There are still millions of Americans living under local governments that are neither urban nor suburban—communities for which current legal and historical scholarship inadequately accounts. Thus, the dissertation provides a new legal history of the rural Midwest that reveals neither a story of linear decline nor growth, but one of constant remaking.

Table of Contents

1. The People's Pendleton
Rural Communities, Prosecutorial Discretion, and Masculinity, 1920-1928

2. Modern Pioneers in Oneida County:
Rural Zoning in Wisconsin, 1933-1953

3. Roads & Relocation:
Federal Highways, Native Relocation, and Rural Population Change in the Midwest after World War II

4. "Neighbors--yet strangers":
Controlling Rural Migrant Labor in Michigan before State v. Shack, 1942-1965

5. Tilting at Windmills:
Minnesota's Rural Schools in a Modern America, 1967-1972

Selected Archives

Bracero History Archive. BraceroArchive.org.

John Frederick Thaden Collection. ​Michigan History Center. Lansing, Michigan.

The Jose F. Trevino Chicano/Latino Activism Collections.  Michigan State University Libraries, Special Collections. East Lansing, Michigan.
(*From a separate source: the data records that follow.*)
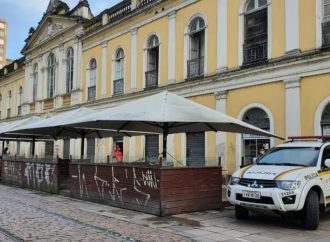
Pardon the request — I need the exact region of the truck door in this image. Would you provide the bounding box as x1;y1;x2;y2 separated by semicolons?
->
319;145;330;204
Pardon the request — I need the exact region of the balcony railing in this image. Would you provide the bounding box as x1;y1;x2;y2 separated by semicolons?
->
187;56;204;78
145;69;158;88
109;0;131;21
141;0;156;7
243;41;268;65
322;21;330;47
7;108;11;118
88;86;96;100
17;105;22;115
113;78;124;95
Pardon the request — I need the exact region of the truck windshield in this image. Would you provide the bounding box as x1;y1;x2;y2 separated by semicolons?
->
258;147;320;166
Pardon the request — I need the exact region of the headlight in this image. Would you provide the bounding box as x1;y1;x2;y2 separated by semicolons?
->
229;177;240;185
276;181;300;190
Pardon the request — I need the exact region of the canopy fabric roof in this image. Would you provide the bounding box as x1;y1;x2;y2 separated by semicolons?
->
0;116;50;140
5;108;150;139
69;91;280;138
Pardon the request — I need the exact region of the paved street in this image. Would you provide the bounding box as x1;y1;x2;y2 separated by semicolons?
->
0;185;330;242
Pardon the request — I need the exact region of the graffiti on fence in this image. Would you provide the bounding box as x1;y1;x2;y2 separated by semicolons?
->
3;161;57;191
71;165;159;207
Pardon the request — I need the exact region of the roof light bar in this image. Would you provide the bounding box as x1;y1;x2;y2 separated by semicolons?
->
288;135;330;141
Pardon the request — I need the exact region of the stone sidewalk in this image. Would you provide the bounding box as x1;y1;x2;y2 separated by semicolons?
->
0;185;330;242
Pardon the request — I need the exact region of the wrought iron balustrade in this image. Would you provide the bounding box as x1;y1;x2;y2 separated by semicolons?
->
7;108;11;118
108;0;131;21
113;78;124;95
88;86;96;100
243;41;268;64
145;69;158;88
187;56;204;78
17;105;22;115
141;0;156;7
322;21;330;47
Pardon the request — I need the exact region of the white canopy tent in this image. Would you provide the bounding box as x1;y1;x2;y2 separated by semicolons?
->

Julian Samora Papers. Michigan State University, University Archives. East Lansing, Michigan.

Margery Burns Papers. Minnesota Historical Society. St. Paul, Minnesota.
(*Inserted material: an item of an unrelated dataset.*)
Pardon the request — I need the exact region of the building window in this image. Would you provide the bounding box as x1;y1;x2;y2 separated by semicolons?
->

Chicago American Indian Oral Histories. ​Newberry Library. Chicago, Illinois.

Charles Edmund Pendleton Papers. State Historical Society of Iowa. Iowa City, Iowa.

Arthur F. Wilden Collection.State Historical Society of Wisconsin. Madison, Wisconsin. 

Arthur F. Wilden Collection. University of Michigan, Bentley Historical Library. Ann Arbor, Michigan.

Michigan Farmworker Ministry Coalition Collection. Walter P. Reuther Library, Wayne State University. Detroit, Michigan.